As shown in fig. 1 (2), in the data pre-training module, optimal models for detecting three kinds of faults are obtained, respectively. The monitoring data of the CPU, the latency and the memory during normal operation in the training data are respectively extracted and put into the corresponding models, and the models are trained, so that the three models can fully learn the characteristics of the CPU, the latency and the memory during normal operation. And determining the diagnosis sequence of the faults by using the F1 value of the model selected in the pre-training stage. The F1 value of each model is used as the diagnosis sequence in the order from the big to the small.
After model training is completed, as shown in (3) of fig. 1, the three trained models are cascaded together, and fault diagnosis is performed on the collected data. Specific steps of fault diagnosis as shown in fig. 3, first, data is input into a first model to perform abnormality detection. In the case of abnormality detection, an abnormality threshold is set, and when the error between the predicted data and the real data exceeds the threshold, the point is determined as an abnormality point. In order to improve the abnormality detection accuracy, an optimal threshold value is searched for by using an optimal F1 value method, and the threshold value is returned. When the model 1 performs abnormality detection on the input data, abnormal data indicating the occurrence of the failure 1 and normal data including other failure data and data in which no failure has occurred are output. Next, the data outputted as normal is put into the next model for the detection of the fault 2, the fault 2 and the normal data are outputted as in the first model, and the data detected as normal by the model are put into the model 3, and the fault 3 and the normal data are outputted. In three fault diagnoses, three abnormal thresholds are obtained and used for capturing abnormal modes of entity measurement data so as to improve the positioning accuracy in root cause positioning.

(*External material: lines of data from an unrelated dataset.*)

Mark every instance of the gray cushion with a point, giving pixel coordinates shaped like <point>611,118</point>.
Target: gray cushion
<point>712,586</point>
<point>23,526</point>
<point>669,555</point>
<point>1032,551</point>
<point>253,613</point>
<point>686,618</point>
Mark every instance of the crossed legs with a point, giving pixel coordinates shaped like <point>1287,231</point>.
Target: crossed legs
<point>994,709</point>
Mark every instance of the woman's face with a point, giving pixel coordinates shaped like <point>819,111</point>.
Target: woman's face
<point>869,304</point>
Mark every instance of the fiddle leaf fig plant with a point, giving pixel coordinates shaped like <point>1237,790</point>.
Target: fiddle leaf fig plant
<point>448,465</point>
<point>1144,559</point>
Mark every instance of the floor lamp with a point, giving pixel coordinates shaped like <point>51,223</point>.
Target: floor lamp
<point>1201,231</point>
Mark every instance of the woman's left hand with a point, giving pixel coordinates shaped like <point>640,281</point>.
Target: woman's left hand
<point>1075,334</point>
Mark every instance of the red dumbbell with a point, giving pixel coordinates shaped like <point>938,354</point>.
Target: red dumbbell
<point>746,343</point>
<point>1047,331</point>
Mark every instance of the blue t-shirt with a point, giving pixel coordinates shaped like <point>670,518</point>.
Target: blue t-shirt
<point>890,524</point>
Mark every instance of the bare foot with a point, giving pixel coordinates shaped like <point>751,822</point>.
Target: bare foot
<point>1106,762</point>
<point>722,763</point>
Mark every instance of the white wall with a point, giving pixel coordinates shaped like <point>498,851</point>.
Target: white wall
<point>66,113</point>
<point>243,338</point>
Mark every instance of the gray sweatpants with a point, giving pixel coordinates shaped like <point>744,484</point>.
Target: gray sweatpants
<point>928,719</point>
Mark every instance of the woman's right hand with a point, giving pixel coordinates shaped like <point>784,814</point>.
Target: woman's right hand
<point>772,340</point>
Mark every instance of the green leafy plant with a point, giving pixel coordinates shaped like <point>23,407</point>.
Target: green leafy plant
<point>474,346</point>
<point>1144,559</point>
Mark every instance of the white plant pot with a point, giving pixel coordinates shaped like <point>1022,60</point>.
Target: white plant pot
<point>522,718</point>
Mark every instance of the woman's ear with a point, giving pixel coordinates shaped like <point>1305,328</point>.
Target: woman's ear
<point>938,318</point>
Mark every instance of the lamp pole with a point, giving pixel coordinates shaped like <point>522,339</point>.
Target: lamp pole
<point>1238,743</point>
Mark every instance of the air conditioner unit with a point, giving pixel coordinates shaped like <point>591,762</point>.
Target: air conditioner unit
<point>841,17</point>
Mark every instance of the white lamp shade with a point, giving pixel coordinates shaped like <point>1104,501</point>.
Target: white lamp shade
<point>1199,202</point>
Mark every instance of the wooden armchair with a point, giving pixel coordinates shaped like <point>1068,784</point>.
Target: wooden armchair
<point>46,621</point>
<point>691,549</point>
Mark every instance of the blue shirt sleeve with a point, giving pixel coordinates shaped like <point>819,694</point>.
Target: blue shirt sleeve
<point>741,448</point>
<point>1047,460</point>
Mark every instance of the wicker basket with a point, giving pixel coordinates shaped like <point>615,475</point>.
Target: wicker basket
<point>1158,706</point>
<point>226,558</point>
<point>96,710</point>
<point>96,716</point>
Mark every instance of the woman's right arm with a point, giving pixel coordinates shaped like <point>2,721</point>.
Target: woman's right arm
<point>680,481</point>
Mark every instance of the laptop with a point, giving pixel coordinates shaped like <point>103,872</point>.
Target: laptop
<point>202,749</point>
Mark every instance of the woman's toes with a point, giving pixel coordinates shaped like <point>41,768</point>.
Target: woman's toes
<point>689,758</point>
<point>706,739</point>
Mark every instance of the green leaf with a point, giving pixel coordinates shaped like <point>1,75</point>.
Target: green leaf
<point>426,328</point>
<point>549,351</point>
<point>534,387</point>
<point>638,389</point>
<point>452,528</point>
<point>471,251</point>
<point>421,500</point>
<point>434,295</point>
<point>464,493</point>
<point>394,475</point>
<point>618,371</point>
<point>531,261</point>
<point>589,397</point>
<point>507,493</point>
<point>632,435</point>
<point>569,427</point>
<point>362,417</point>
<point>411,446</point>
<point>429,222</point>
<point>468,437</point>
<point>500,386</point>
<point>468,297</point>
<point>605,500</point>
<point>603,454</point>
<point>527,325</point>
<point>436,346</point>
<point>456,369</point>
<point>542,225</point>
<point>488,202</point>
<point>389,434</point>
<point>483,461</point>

The abnormal data is put into causal localization based on causal inference as shown in fig. 1 (4). In the part, the causal relation learning is carried out on the fault nodes through a PC algorithm, a causal relation graph among the nodes is constructed, and the causal relation graph is used as an abnormal propagation graph. And then, performing root cause analysis on the abnormal propagation graph by using PageRank, and outputting the causal scores of the fault nodes.
In order to further improve the positioning accuracy, the abnormal threshold returned in the fault diagnosis stage is used for respectively calculating the abnormality degree of fault data when CPU occupation, memory leakage and network delay occur, and the specific formula is as follows:
wherein wired returns an abnormal threshold when diagnosing the corresponding fault.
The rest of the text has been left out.